Taking away all perceptive senses you are left with your own thoughts, you are as close to the present as possible (but still not there)....does this not describe meditation?

I'm afraid not. Consciousness, as pointed out earlier, does not exist in the present. It exists in the past.

The research of Libet and others shows that our supposedly conscious decisions occur before we are conscious of them.

Libet's experiments suggest unconscious processes in the brain are the true initiator of volitional acts, therefore, little room remains for the operations of free will. If the brain has already taken steps to initiate an action before we are aware of any desire to perform it, the causal role of consciousness in volition is all but eliminated.

Wikipedia

The idea that thought and action are voluntary is simply an illusion generated in the brain.
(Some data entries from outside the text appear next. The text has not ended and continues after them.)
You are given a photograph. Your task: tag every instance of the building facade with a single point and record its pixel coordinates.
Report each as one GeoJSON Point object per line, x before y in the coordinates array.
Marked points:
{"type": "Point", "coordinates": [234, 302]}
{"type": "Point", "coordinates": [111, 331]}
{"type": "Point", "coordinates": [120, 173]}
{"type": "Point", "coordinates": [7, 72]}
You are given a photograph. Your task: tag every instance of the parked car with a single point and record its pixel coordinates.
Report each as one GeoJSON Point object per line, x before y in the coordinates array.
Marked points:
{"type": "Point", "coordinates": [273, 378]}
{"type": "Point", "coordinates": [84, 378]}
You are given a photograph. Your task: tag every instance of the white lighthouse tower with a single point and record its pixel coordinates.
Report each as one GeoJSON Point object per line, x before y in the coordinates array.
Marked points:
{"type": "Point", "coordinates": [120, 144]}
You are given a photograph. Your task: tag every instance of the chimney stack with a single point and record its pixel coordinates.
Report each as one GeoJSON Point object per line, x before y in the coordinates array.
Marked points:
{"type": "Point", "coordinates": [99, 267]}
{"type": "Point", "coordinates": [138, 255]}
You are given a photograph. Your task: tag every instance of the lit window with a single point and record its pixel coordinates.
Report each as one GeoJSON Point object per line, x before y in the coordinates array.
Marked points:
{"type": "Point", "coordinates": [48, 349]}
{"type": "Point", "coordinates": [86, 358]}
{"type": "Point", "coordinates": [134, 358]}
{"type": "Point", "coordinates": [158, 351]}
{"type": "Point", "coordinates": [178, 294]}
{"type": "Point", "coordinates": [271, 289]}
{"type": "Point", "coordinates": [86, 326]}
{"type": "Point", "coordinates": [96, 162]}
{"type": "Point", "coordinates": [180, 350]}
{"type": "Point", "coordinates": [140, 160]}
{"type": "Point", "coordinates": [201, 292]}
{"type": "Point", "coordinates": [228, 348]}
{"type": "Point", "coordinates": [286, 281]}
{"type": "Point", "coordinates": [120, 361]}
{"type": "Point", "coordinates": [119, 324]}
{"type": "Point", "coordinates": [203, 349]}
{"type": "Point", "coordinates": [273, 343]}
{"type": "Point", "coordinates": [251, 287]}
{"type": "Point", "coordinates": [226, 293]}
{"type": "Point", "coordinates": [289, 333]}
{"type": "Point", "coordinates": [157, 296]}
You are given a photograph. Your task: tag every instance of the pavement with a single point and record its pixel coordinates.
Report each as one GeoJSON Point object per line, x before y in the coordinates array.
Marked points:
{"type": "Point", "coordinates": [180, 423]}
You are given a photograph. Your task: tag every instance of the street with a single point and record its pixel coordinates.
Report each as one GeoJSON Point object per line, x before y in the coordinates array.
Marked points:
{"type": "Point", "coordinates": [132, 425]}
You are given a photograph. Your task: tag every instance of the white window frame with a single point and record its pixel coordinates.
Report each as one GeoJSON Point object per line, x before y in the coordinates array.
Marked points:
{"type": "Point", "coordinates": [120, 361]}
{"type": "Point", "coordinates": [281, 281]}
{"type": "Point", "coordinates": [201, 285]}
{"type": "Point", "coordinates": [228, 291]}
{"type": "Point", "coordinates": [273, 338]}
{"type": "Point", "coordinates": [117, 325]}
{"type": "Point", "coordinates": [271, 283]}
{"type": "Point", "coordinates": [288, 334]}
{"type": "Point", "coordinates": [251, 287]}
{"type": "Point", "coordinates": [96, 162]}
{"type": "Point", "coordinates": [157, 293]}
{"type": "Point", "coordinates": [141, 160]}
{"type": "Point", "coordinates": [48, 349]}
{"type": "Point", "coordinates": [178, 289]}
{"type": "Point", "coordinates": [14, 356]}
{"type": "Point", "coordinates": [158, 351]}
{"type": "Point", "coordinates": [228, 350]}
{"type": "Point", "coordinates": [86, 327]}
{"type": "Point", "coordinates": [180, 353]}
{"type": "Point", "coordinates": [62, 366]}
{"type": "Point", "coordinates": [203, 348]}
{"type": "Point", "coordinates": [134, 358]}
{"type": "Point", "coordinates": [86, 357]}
Libet's hypothesis was that conscious awareness is subjectively referred backwards in time. We consciously perceive the stimulus as occuring at the same moment it registers unconsciously, even though it doesn't in fact enter our awareness until it has persisted for half a second. Subjectively we backdate it to match the evoked potential at the beginning rather than the end of the 500 millisecond span.

ConsciousEntities


It is increasingly clear that consciousness is a projection of some sort caused by (and possibly no more than a by-product of) organic function. The self is an illusion and free will does not exist except in the most rudimentary sense.

More here, and much more here.

As for meditation, it's just a way of monkeying with brain function, no different in its operations from drugs, electrocortical stimulation or a bash on the head. I'm not saying it isn't beneficial under certain circumstances; but then, so is aspirin.


reply posted on 3-9-2008 @ 04:32 AM by Astyanax
reply to post by SectionEight


The object of meditation is not to think: rather, it is to be open to all perceptual information without allowing oneself to be distracted by thinking about it. That is the very opposite of being 'alone with your thoughts'.

Besides, your thoughts (ie your mental processes) are not in the present; by the time you are conscious of them, they are already past.